Unfortunately, this is becoming more common. And not just with men who list themselves from Nigeria or London — hot spots for scams (Nigerian scammers claim to be from London sometimes) — but from others who represent themselves as all-American.
A gal pal’s friend was contacted by a man on a dating site who said he was deployed in Iraq. After 6 weeks of daily sweet emails and deepening phone conversations, it happened. He was coming back to the US, he said, and got stuck in Guam. Some mishap happened and he was $2500 short in getting back to the US, where they could finally meet. Could she wire him the money?
Luckily, this midlife woman knew enough to say no. And she cut off all contact with him. I have no idea how he got around the fact that the US military would bring him home so he wouldn’t need additional funds, but I don’t know all the details.

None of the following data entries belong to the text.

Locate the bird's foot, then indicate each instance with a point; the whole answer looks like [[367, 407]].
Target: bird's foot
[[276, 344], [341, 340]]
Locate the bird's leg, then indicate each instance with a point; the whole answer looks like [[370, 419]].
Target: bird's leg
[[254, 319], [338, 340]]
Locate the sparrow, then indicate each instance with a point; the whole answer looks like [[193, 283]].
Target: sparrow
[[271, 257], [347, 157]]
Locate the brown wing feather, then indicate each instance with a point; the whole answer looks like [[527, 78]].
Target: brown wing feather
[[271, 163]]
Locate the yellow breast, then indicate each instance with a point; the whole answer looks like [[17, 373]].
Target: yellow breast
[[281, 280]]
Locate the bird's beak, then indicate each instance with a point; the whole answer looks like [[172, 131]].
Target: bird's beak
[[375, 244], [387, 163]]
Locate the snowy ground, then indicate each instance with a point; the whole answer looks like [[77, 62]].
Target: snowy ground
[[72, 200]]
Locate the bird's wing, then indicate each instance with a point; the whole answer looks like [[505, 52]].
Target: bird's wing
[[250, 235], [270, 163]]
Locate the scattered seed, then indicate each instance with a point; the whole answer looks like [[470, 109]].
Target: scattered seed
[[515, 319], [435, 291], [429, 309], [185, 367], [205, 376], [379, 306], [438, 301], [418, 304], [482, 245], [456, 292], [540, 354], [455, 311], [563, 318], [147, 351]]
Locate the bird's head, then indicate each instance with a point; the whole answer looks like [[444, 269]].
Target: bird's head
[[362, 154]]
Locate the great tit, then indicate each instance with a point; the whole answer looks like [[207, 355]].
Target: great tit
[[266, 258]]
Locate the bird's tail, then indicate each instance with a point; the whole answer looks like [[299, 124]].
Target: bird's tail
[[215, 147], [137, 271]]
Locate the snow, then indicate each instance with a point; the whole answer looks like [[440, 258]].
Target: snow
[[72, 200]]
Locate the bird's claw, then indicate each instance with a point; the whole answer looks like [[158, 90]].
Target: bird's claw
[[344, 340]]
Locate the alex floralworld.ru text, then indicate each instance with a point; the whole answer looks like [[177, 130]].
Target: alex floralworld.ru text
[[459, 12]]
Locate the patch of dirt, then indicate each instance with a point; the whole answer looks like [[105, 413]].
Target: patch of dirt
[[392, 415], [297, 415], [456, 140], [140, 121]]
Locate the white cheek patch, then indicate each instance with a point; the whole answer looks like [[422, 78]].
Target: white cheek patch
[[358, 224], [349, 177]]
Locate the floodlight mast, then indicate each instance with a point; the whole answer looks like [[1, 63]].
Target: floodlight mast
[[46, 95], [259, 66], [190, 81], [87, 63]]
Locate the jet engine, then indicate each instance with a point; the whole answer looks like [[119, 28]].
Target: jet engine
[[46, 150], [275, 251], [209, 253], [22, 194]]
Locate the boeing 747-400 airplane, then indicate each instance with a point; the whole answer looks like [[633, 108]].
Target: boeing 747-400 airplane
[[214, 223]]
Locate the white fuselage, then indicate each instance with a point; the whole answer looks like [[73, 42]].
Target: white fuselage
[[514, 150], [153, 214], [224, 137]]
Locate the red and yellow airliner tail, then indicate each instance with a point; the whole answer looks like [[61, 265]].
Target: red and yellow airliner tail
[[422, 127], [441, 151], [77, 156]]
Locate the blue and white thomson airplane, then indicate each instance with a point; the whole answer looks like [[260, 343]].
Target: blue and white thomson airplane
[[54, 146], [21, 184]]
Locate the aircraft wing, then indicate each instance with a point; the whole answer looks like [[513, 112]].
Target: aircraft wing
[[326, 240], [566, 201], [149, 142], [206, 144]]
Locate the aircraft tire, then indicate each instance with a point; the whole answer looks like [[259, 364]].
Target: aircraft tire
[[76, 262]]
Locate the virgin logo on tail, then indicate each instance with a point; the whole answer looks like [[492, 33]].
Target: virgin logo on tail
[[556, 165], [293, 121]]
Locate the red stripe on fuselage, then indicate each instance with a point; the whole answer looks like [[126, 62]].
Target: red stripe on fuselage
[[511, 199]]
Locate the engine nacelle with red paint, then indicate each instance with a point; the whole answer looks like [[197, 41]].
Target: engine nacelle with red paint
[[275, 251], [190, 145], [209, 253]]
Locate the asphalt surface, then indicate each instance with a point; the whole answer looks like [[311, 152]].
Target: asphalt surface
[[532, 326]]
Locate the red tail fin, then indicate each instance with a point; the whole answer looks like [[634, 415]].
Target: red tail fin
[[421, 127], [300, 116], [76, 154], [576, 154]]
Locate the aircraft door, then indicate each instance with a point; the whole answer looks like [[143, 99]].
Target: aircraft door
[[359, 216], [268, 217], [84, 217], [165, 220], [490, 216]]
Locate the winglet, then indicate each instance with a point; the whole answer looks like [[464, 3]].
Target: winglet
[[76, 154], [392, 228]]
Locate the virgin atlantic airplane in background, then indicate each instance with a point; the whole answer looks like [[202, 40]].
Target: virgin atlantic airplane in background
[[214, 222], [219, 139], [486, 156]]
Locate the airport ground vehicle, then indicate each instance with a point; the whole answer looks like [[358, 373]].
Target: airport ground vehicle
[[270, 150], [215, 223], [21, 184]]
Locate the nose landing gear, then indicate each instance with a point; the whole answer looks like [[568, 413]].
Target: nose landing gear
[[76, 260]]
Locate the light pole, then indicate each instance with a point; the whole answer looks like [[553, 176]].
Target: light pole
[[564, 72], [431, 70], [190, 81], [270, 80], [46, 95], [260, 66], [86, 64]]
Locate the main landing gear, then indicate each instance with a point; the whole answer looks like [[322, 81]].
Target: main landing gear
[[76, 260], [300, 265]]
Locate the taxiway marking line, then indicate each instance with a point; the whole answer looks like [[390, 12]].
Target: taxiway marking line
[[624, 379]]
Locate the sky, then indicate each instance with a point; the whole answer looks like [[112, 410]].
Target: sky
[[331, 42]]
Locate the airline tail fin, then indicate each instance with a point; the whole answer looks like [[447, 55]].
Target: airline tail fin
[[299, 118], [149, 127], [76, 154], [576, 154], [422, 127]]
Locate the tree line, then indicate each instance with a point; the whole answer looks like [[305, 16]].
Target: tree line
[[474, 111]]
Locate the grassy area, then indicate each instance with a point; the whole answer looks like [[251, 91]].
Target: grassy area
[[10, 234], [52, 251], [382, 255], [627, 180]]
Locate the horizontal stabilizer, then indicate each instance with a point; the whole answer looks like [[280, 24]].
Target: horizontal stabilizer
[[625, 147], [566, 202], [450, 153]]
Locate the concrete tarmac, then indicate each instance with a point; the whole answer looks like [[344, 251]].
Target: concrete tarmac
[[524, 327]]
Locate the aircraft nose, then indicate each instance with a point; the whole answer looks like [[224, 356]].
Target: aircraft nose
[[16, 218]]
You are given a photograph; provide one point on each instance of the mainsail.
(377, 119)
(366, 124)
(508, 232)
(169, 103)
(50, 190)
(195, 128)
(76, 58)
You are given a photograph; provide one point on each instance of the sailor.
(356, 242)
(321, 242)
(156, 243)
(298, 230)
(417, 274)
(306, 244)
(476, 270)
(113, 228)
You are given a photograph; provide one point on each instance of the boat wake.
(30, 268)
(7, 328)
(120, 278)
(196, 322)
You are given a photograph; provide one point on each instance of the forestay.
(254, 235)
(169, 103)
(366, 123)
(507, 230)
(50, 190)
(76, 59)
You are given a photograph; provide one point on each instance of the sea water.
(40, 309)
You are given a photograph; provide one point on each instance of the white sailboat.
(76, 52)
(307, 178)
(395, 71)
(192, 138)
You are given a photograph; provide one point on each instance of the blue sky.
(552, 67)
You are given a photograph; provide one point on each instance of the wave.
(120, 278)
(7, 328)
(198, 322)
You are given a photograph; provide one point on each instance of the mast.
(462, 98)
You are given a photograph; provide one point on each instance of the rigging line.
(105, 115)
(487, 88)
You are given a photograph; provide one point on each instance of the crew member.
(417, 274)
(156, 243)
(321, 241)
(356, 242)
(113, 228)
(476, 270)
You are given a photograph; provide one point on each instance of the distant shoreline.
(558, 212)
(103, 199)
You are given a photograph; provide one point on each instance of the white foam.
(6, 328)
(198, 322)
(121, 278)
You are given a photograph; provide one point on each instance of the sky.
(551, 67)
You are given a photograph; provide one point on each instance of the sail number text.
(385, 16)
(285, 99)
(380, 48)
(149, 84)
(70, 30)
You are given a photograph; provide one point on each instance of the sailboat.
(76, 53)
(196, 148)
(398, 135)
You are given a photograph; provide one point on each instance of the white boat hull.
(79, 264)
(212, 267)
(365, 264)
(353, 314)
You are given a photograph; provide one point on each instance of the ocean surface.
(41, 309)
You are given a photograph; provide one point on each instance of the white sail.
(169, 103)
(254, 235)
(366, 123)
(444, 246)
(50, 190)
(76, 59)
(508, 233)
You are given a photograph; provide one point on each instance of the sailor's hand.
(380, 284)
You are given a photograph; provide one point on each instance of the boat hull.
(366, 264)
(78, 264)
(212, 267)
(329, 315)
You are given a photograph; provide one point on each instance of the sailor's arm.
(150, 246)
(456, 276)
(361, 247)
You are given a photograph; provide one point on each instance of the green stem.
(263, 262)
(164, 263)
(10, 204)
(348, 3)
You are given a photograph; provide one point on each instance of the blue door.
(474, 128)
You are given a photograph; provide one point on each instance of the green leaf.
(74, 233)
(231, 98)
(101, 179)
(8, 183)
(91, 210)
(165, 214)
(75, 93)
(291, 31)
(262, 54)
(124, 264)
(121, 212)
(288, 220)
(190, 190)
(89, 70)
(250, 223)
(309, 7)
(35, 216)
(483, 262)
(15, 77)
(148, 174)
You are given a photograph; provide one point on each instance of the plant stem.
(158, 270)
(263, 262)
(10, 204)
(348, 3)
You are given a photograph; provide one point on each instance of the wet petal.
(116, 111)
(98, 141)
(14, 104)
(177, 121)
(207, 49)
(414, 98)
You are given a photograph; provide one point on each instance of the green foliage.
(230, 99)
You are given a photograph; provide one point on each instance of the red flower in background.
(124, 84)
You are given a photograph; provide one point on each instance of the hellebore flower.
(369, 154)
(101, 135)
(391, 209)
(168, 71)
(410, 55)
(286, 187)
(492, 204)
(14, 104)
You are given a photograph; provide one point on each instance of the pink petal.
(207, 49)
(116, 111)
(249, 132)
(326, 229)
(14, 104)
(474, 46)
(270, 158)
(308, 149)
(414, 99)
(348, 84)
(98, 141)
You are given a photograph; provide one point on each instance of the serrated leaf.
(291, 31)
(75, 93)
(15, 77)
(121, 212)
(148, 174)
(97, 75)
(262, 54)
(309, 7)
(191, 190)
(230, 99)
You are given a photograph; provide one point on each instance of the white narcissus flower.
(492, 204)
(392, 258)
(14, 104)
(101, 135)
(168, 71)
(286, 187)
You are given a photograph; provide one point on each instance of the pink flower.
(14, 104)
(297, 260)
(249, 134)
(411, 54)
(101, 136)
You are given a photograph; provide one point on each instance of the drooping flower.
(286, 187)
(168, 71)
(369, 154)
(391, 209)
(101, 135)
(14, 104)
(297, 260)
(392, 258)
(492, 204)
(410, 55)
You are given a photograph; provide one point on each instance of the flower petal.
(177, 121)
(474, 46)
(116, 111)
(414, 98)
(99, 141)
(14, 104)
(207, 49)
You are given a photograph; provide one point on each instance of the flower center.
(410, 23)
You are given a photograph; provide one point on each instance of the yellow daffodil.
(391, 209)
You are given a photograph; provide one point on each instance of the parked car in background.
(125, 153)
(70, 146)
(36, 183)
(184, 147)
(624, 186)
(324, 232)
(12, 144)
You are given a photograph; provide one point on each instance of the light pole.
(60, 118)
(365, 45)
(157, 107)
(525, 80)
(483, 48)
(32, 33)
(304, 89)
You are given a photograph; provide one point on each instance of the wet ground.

It’s happened to me as well. After 10 days of talking to a man, supposedly a CEO of a 40-person firm in my city, he was called away on business overseas for a week. So our first meeting would be postponed until he returned. But he didn’t skip a beat calling, IMing and emailing romantic messages every day. While away, he was assigned an immediate relocation to — you guessed it — Nigeria. He would only be in my town for less than 48 hours to close up his house and get ready for his 6-month relocation. He promised he’d make time for us to meet during this whirlwind visit. He didn’t.
During this virtual wooing, he said he’d like us to start a business together, as I had a good business mind. I said we’d discuss it down the road. Once he knew he was going to Africa, he said he’d like us to import African art. I said we could discuss it at a later date. A few days after landing in Africa, he called excitedly telling me what beautiful sculptures he’d discovered. He’d negotiated a 75% discount and had put money down for the first pieces. He investigated that we could sell these in the US for $400,000. He just needed the $12,000 balance. Could I send it to him?
No. I would not be sending $12,000 half way around the world to a man I hadn’t met for art I hadn’t seen for a business I didn’t want to be in. What kind of idiot did he think I was?
Yet women (and men!) fall for these scams all the time. When someone calls you “honey,” “sweetie,” “sweetheart,” and “darling” before they’ve even met you, that is a yellow flag. When someone tells you he’s falling in love with you but hasn’t met you, more yellow flags. When he seems to shower you with affection you crave, another yellow flag. But when he asks you for money — any amount of money — that is a red flag. Game over. Move on.